Things To Do in Central HillRoute 67 Art and Heritage Walk
Where? Route 67 - public-art project and heritage walk starts in Campanile in Strand Street.
When? Best during daylight hours.
How much? Free
Late in 2011, timed for launch on Heritage Day, the new art project route known simply as Route 67 was opened to the public. Nelson Mandela Bay has used this art journey as a way to celebrate Nelson Mandela's 67 years of public life and his contribution to the freedom struggle in South Africa.
The walking route includes 67 public art pieces by 67 different local Eastern Cape artists in a total of 67 giant steps. It begins at the Campanile in Strand Street and winds its way through the CBD - the heart of the city that before this project looked set for decay – through Vuyisile Mini Square, past the City Library, up the steps of St Mary's Terrace and up to the Great Flag in the Donkin Reserve.
Each art piece repressents a specific period during the 67 years and comes accompanied by quotes, media articles and historic events. The impetus behind all of this is to demonstrate how public art can create an interactive urban space, and to elicit a feeling of pride in the city.

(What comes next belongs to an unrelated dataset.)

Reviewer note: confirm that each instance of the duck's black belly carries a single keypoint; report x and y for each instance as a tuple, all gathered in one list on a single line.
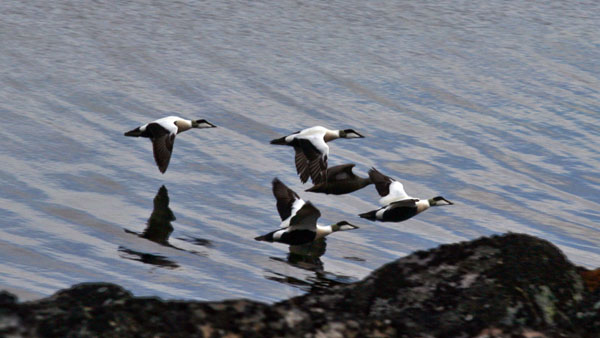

The walk has been organised by the Mandela Bay Development Agency (MBDA), the urban renewal arm of the municipality, who have ensured that the walk tells the story of Port Elizabeth's rich heritage – both the colonial history and the history of Nelson Mandela.
The art works incude the Voting Line sculpture at the Donkin Reserve by Anthony Harris and Konrad Geel – life size, laser-cut steel figures that represent all the communities who shared the peaceful april 1994 vote for democracy. Whilst some of the art pieces are still in progress, the art in the Donkin Reserve is complete.
Some of the accompanying words on display come from public contribution of words they wanted to see included – words like integrity, eerlikheid, Ubuntu, in Xhosa, English, Afrikaans, any language of the metro, selected by a panel of local personalities. The words will feature on a series of tiles that make up the Walk of Words, set into the restored paving in Jetty Street.